Honda key fobs vulnerable to hack

If you are a long-time reader of this blog, you’ll know that while the majority of our focus is on business technology, I like to keep an eye on all technology, especially issues that can affect our quality of life and personal safety. Hondas are very popular (even here in Los Angeles where it seems like every 3rd car is a Tesla) and according to at least one statistics website, Honda accounts for between 8-9% of the U.S. car market in 2020 and 2021, and the Honda CR-V is near the top of the list of best-selling vehicles for the past several years. It’s safe to say that there are probably millions of Hondas on the road right now, and apparently any that are accessed using a key fob are vulnerable to a hack that allows attackers to unlock car doors and remotely start engines if the car has that capability.

What this means for you

If you own a Honda, you may want to give this article a read, which was based a relatively unknown vulnerability dubbed “Rolling-PWN” by the researchers/hackers that discovered it. The vulnerability is documented and published in the National Vulnerability Database run by the National Institute of Standards and Technology, which is about as official as you can get in terms of documenting vulnerabilities.
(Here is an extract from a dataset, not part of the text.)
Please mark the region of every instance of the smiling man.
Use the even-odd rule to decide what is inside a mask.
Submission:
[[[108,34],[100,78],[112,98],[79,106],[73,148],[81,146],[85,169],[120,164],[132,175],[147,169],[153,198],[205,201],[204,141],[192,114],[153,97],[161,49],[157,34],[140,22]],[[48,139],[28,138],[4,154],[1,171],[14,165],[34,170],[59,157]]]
Despite this, Honda has yet to confirm or even acknowledge the issue. Which also means that there is very little you can do about it other than the following:

1. Reconsider what sort of valuables you keep in your car, even if you don’t drive a Honda. This particular hack may not be limited to just Honda according to the researchers. It just happens to be the manufacturer they’ve tested and confirmed vulnerable across multiple years and models.
2. Even though they may be able to start the car, they can’t drive the car because they can’t exploit the proximity requirements of the key fob…yet. Regardless, if you park your car in a garage, make sure that it is well ventilated. Carbon monoxide kills, and some prankster might put you in real danger by leaving your car running for hours in garage with poor ventilation.
3. Perhaps write a letter to your local congress-critter (Representative and Senator) asking them to look into Honda’s seeming disregard for a significant security issue. If you are friendly with a local Honda dealership (because you own a Honda and use them for service), you could also stop in and show them the article and a link to the exploit on the official government website of vulnerabilities as well. If enough of us raise our voices, perhaps some of these big companies will take notice!